Cumhurbaşkanı’nın, Başbakan Binali Yıldırım’ın, Bahçeli görüşmesi sonrasındaki toplantıya katılan kabine ve MYK üyelerinin yüzünde bir “erken seçim” coşkusu ve heyecanı yoktu.
Toplantı salonundaki genel hava, Türkiye’nin içinde bulunduğu ekonomik-siyasi realitelerin ve MHP ile kurulan cumhur ittifakının getirdiği zorunluluğu yansıtıyordu.
Buna karşın Cumhurbaşkanı, önümüzdeki seçim kampanyasının ana çerçevesini de oluşturacak erken seçim gerekçelerini kısa ve net biçimde anlattı.
Siyaseten belirsiz ortamın, Suriye ve Irak merkezli tarihi hadiseler ile makro ekonomik dengelere ilişkin alınması gereken önemli kararları kaldıramayacağını söyledi.
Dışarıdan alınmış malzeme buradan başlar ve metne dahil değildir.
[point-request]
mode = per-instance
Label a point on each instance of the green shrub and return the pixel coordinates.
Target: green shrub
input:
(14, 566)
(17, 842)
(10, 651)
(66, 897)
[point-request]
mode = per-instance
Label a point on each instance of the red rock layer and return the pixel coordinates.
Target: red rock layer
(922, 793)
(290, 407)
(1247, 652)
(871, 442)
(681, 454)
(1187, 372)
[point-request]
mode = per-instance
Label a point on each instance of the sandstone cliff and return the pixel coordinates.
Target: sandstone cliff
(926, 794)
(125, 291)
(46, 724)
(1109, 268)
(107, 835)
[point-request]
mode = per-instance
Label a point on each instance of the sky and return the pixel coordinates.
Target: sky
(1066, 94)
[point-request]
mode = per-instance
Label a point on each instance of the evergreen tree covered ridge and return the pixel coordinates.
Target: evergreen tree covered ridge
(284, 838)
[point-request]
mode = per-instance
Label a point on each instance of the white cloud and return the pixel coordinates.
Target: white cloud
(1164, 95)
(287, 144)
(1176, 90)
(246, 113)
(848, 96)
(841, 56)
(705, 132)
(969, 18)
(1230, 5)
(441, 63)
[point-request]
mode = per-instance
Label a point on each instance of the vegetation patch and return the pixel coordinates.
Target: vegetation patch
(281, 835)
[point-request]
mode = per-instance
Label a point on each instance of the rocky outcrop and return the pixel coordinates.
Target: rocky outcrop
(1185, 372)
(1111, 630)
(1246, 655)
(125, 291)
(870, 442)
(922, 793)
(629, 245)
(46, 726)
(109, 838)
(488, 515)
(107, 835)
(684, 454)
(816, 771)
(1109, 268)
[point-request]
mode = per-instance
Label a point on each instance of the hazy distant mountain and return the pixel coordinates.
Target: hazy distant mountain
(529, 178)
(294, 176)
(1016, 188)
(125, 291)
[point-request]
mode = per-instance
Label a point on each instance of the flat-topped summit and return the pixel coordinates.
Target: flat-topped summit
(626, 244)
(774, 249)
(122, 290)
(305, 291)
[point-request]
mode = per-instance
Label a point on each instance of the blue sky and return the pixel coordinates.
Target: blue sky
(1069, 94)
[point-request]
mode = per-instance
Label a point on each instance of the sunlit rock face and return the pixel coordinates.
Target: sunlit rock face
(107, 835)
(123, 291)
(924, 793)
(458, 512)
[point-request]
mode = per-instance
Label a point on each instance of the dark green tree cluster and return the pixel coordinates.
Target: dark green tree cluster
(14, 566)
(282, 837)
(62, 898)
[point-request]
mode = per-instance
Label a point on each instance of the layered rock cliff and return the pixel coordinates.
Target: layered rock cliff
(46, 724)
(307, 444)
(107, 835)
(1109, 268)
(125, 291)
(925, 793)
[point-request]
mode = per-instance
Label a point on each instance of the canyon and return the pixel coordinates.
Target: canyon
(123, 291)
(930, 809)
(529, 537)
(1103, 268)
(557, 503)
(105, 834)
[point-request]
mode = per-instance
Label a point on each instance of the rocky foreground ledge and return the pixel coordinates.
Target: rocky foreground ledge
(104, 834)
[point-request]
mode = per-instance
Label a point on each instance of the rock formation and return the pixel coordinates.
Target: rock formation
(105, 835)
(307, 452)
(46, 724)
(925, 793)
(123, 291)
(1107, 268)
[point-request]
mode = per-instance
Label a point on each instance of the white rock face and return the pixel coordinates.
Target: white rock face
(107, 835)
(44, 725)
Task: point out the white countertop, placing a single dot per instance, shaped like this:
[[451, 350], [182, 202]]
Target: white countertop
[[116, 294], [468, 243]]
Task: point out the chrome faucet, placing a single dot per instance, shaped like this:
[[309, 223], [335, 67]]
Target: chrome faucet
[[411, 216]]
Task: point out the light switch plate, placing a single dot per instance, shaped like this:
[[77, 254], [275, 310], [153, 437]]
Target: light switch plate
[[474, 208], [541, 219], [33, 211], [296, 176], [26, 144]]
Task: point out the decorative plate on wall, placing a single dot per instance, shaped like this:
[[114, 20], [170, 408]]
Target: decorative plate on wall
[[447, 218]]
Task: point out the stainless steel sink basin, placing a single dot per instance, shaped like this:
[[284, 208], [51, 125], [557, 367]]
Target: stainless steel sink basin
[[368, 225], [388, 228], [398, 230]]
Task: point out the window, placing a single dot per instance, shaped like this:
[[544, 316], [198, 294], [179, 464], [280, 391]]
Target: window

Ve nihayetinde, güçlü kararları mümkün kılan cumhurbaşkanlığı hükümet sistemine geçişin yolunu Bahçeli’nin açtığını da vurguladı. Reel politik; cumhur ittifakının önünde şimdi yönetilmesi daha kolay iki aylık bir süre bulunduğunu, ev ödevini henüz tamamlayamamış muhalefet cephesi gerçeğini de hesaba kattığınızda 24 Haziran’ın bir avantaj olduğunu gösteriyor. Cumhur ittifakının yerel seçim sürecinde yaşaması kuvvetle muhtemel sınamaları da göz önüne alalım.
Sonuç; herkes istemese de erken seçime gidiyoruz.